American tourists mostly comprise the Hofbrauhaus in Munich, the city’s most popular tourist attraction. Large steins of beer are delivered to haughty, fat-spirited tourists by Bavarian women in low-cut dirndls. Lots of cleavage. It’s a pure fraternal atmosphere. It goes on 24/7.
Every table next to me is speaking American English. It is obvious that all the American tourists come to the Hofbrauhaus, and the Germans do not. Most American tourists tour the world for one simple pleasure – to get shitfaced in as many places as they can remember. Or not remember. By the end of the day, with all the standing, walking and scenery-gazing, tourists are culturally exhausted. They need a place to sit down, be with other Americans. Talk about their own country. For some, even being in the Americanized Hofbrauhaus is too much cultural exposure.
To me, tourism is cultural anthropology. Not just for the culture I’m visiting, but for the one I am trying to escape. It is much more authentic to become “one” with the space you are visiting. I ask questions. I learn. I want to know what people in other cultures think, feel, and experience on a daily basis.

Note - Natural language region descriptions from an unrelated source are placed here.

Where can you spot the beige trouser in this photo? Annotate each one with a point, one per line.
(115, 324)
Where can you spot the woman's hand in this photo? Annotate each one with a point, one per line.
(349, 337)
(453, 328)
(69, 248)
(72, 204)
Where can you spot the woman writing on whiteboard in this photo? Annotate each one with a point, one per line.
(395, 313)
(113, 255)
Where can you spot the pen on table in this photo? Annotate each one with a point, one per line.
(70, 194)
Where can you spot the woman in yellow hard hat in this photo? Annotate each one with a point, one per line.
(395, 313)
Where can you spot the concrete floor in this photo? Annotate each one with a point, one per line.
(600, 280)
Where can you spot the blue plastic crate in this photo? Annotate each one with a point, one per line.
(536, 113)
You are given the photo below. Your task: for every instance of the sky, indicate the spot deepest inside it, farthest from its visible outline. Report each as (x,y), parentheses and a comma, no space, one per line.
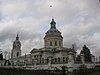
(78,20)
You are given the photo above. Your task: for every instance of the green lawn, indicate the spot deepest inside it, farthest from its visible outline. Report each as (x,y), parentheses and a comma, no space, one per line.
(94,73)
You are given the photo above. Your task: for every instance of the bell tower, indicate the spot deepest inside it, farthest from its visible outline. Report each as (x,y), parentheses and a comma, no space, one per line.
(16,50)
(53,37)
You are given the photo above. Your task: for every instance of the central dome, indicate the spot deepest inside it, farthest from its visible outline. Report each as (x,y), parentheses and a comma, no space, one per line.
(53,31)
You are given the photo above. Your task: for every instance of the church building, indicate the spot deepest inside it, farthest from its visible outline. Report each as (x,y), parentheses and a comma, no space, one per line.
(53,55)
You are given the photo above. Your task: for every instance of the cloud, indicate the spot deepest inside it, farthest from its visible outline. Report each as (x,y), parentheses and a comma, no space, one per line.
(78,20)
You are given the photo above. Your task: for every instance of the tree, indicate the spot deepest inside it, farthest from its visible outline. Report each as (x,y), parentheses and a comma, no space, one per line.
(78,58)
(87,54)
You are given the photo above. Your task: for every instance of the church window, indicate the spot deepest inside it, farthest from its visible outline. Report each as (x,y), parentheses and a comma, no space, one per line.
(55,59)
(63,59)
(58,59)
(17,54)
(55,43)
(59,43)
(50,43)
(66,59)
(42,60)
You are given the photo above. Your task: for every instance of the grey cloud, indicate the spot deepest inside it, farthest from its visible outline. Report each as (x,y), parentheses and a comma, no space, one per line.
(78,21)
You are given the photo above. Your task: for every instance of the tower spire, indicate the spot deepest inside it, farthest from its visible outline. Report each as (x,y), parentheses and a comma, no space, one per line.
(53,23)
(17,37)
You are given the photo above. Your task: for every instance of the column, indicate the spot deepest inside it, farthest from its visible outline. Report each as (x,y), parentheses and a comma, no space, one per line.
(70,61)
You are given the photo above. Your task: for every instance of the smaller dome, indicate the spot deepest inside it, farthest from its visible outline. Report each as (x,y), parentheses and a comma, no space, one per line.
(53,31)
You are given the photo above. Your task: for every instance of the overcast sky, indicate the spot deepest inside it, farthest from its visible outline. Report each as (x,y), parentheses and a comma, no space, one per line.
(78,20)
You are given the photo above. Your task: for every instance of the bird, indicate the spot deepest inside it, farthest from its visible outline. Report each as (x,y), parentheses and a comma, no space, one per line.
(50,5)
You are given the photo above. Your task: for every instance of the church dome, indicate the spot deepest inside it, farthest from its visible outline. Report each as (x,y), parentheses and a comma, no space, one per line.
(17,40)
(53,31)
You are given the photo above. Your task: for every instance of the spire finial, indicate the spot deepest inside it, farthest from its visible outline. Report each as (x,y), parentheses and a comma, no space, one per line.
(53,23)
(17,37)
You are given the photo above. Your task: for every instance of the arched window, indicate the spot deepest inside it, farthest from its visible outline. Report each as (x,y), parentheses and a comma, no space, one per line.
(63,59)
(66,59)
(42,60)
(58,59)
(50,43)
(55,59)
(55,43)
(17,54)
(59,43)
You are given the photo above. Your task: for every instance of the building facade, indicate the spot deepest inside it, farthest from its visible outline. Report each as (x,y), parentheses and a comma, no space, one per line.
(52,56)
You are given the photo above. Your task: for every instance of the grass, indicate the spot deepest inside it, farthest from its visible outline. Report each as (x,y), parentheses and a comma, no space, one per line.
(94,73)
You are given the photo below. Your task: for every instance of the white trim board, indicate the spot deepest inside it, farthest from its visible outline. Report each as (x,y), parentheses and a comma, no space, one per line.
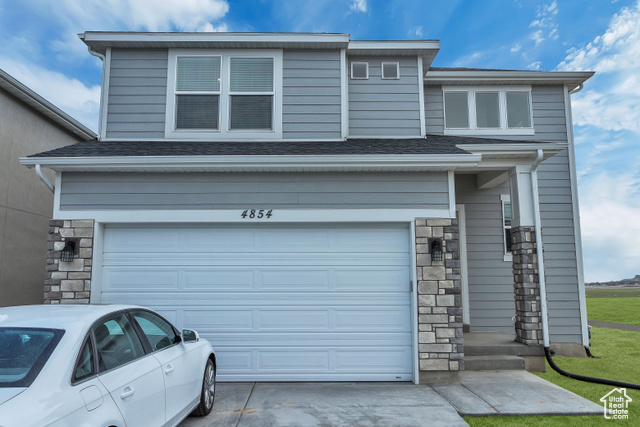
(234,215)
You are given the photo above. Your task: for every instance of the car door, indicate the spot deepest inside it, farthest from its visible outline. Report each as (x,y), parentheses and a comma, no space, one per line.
(182,369)
(133,379)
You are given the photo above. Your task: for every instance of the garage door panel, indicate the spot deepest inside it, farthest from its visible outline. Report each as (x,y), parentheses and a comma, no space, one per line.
(278,303)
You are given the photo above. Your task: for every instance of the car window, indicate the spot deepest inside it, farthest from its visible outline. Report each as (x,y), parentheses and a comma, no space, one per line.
(116,342)
(23,353)
(84,367)
(158,331)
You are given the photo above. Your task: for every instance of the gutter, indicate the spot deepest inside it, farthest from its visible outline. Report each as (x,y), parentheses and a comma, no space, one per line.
(261,163)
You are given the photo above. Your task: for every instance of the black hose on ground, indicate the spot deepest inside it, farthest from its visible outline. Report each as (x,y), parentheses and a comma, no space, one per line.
(547,353)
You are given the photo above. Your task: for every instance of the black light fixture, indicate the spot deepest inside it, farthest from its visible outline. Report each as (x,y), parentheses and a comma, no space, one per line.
(68,252)
(436,250)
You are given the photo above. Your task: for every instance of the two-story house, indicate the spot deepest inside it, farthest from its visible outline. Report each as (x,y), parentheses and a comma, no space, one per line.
(322,208)
(28,124)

The irony of the situation is that Americans have traveled thousands of kilometers to sit in a gigantic drinking hall with hundreds of other Americans in the meaninglessly reflective culture exchange. And yet this is same principle American tourists follow: eating at the “Little America” parts of foreign countries, like a McDonald’s or a Burger King. Drinking at a beer hall with hundreds of other Americans, naturally, is a perfectly picturesque and ornamental activity.